A Note On Object Vectors#

You now also know enough to understand why object vectors in numpy and pandas are less performant.

When you’re working with a pandas Series or numpy array of integers, all of the entries of those arrays live in the same place in memory. This is because it is easy for a computer to put, say, 100 integers side by side, since it knows that each integer requires exactly 64 bits and so it can put them all end to end and tell the computer that each number starts 64 bits after the last.

But an object array is a little different. Instead of laying all the contents of the array in one place, an object array puts a collection of memory addresses in one place. This is because objects can be of arbitrary size, so you can’t put them all in one place in memory reliably. For example, suppose you had an array that had the following strings: 'this', 'is', 'an', 'array'. The first entry is longer than the second, is the same as the third, and is shorter than the third. You can’t just put them end-to-end and tell the computer “each number starts X bits after the last”.

But you can do that with memory addresses. So an object array is a collection of memory addresses (each the same size) laid end to end.

But that means that to look at the second entry of an object array, you have to go to the second location in the array, read the address, then go to that address. Moreover, because object arrays can hold anything, you could have an integer in the first entry, and a string in the second entry, so you can’t assume that when you see code like:

my_array * 2

that * will mean the same thing for each entry. In one entry, you might be doing integer multiplication; in another you might be doing floating point multiplication, in another you may be doubling up a list!

Indeed we can see this is we make a numpy object array full of ints and compare it to a numpy integer array.
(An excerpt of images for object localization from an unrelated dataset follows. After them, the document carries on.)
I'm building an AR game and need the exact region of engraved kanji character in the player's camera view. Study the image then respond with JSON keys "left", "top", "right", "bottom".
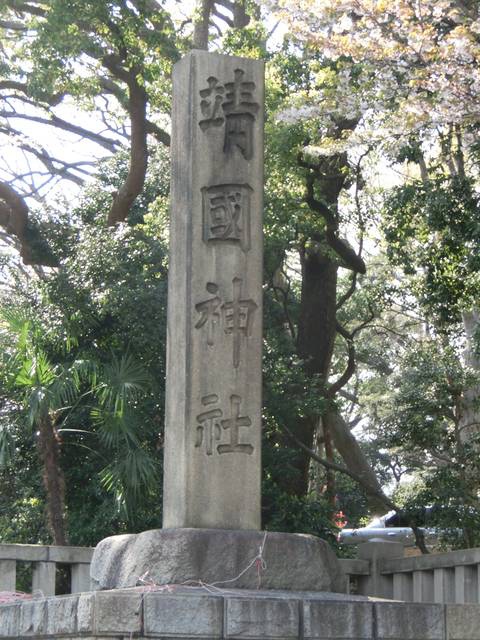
{"left": 218, "top": 394, "right": 253, "bottom": 455}
{"left": 210, "top": 191, "right": 242, "bottom": 239}
{"left": 195, "top": 283, "right": 221, "bottom": 346}
{"left": 195, "top": 394, "right": 222, "bottom": 455}
{"left": 202, "top": 184, "right": 252, "bottom": 252}
{"left": 222, "top": 277, "right": 257, "bottom": 368}
{"left": 199, "top": 76, "right": 225, "bottom": 131}
{"left": 223, "top": 69, "right": 259, "bottom": 160}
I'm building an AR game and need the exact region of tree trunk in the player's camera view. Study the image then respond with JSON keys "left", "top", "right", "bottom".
{"left": 283, "top": 250, "right": 337, "bottom": 496}
{"left": 37, "top": 415, "right": 68, "bottom": 546}
{"left": 459, "top": 308, "right": 480, "bottom": 444}
{"left": 232, "top": 1, "right": 250, "bottom": 28}
{"left": 192, "top": 0, "right": 213, "bottom": 50}
{"left": 323, "top": 409, "right": 387, "bottom": 514}
{"left": 107, "top": 78, "right": 148, "bottom": 226}
{"left": 297, "top": 251, "right": 338, "bottom": 378}
{"left": 322, "top": 416, "right": 336, "bottom": 508}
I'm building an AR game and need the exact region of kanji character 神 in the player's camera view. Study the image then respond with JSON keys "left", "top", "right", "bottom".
{"left": 194, "top": 282, "right": 221, "bottom": 346}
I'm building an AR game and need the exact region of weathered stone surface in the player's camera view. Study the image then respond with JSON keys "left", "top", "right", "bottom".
{"left": 0, "top": 603, "right": 20, "bottom": 637}
{"left": 32, "top": 560, "right": 56, "bottom": 597}
{"left": 225, "top": 597, "right": 299, "bottom": 639}
{"left": 446, "top": 603, "right": 480, "bottom": 640}
{"left": 144, "top": 592, "right": 223, "bottom": 637}
{"left": 77, "top": 592, "right": 95, "bottom": 632}
{"left": 71, "top": 562, "right": 93, "bottom": 593}
{"left": 375, "top": 602, "right": 445, "bottom": 640}
{"left": 303, "top": 600, "right": 373, "bottom": 639}
{"left": 164, "top": 50, "right": 265, "bottom": 531}
{"left": 46, "top": 594, "right": 79, "bottom": 635}
{"left": 93, "top": 591, "right": 142, "bottom": 634}
{"left": 18, "top": 598, "right": 47, "bottom": 636}
{"left": 90, "top": 528, "right": 346, "bottom": 593}
{"left": 0, "top": 560, "right": 16, "bottom": 592}
{"left": 3, "top": 587, "right": 478, "bottom": 640}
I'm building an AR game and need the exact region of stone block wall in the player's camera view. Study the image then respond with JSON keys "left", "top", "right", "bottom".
{"left": 1, "top": 587, "right": 479, "bottom": 639}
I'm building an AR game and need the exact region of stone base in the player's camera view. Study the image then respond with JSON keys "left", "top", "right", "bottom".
{"left": 1, "top": 586, "right": 476, "bottom": 639}
{"left": 90, "top": 528, "right": 346, "bottom": 593}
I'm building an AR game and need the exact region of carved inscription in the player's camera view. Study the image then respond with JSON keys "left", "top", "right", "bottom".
{"left": 199, "top": 77, "right": 224, "bottom": 130}
{"left": 202, "top": 183, "right": 251, "bottom": 252}
{"left": 199, "top": 68, "right": 259, "bottom": 160}
{"left": 194, "top": 394, "right": 222, "bottom": 455}
{"left": 195, "top": 394, "right": 254, "bottom": 455}
{"left": 194, "top": 282, "right": 221, "bottom": 346}
{"left": 195, "top": 277, "right": 257, "bottom": 368}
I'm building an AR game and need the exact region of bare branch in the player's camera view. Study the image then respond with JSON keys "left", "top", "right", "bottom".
{"left": 0, "top": 109, "right": 119, "bottom": 153}
{"left": 281, "top": 421, "right": 394, "bottom": 509}
{"left": 0, "top": 80, "right": 65, "bottom": 106}
{"left": 145, "top": 120, "right": 171, "bottom": 146}
{"left": 0, "top": 19, "right": 27, "bottom": 30}
{"left": 212, "top": 7, "right": 234, "bottom": 27}
{"left": 128, "top": 0, "right": 164, "bottom": 13}
{"left": 336, "top": 273, "right": 358, "bottom": 310}
{"left": 216, "top": 0, "right": 234, "bottom": 11}
{"left": 5, "top": 2, "right": 47, "bottom": 17}
{"left": 0, "top": 125, "right": 93, "bottom": 186}
{"left": 230, "top": 0, "right": 251, "bottom": 27}
{"left": 327, "top": 321, "right": 356, "bottom": 397}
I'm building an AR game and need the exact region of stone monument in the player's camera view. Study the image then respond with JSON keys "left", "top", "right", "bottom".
{"left": 163, "top": 51, "right": 264, "bottom": 532}
{"left": 90, "top": 50, "right": 344, "bottom": 593}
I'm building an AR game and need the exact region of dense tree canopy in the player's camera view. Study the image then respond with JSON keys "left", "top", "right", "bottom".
{"left": 0, "top": 0, "right": 479, "bottom": 552}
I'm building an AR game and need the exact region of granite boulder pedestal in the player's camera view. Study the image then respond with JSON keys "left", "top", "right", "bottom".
{"left": 90, "top": 528, "right": 346, "bottom": 593}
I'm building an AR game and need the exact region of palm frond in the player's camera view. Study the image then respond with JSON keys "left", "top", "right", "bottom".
{"left": 16, "top": 351, "right": 56, "bottom": 388}
{"left": 99, "top": 447, "right": 158, "bottom": 516}
{"left": 70, "top": 359, "right": 97, "bottom": 388}
{"left": 98, "top": 352, "right": 149, "bottom": 415}
{"left": 92, "top": 406, "right": 141, "bottom": 449}
{"left": 26, "top": 387, "right": 51, "bottom": 426}
{"left": 0, "top": 307, "right": 32, "bottom": 355}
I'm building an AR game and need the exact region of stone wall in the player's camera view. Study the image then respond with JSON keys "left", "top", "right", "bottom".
{"left": 1, "top": 586, "right": 479, "bottom": 639}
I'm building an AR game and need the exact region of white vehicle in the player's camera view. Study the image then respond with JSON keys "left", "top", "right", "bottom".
{"left": 338, "top": 510, "right": 439, "bottom": 547}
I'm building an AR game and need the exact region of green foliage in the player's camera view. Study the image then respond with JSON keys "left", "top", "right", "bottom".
{"left": 0, "top": 150, "right": 169, "bottom": 541}
{"left": 263, "top": 479, "right": 338, "bottom": 545}
{"left": 21, "top": 0, "right": 180, "bottom": 103}
{"left": 384, "top": 176, "right": 480, "bottom": 324}
{"left": 221, "top": 19, "right": 268, "bottom": 59}
{"left": 364, "top": 337, "right": 480, "bottom": 546}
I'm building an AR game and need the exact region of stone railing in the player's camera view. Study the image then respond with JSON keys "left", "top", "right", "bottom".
{"left": 3, "top": 539, "right": 480, "bottom": 605}
{"left": 0, "top": 544, "right": 94, "bottom": 597}
{"left": 340, "top": 541, "right": 480, "bottom": 604}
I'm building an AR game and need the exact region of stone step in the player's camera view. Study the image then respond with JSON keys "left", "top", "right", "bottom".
{"left": 0, "top": 586, "right": 478, "bottom": 639}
The both have the same content, but they are organized in memory differently:

import numpy as np

object_numbers = np.array(np.arange(1000000), dtype="object")
numbers = np.arange(1000000)
%timeit object_numbers * 2
15.5 ms ± 156 µs per loop (mean ± std. dev. of 7 runs, 100 loops each)
%timeit numbers * 2
667 µs ± 11.8 µs per loop (mean ± std. dev. of 7 runs, 1,000 loops each)

See? Same operation (doubling each entry of arrays with the integers from 0 to 1,000,000), but the object array operation is ~25x slower.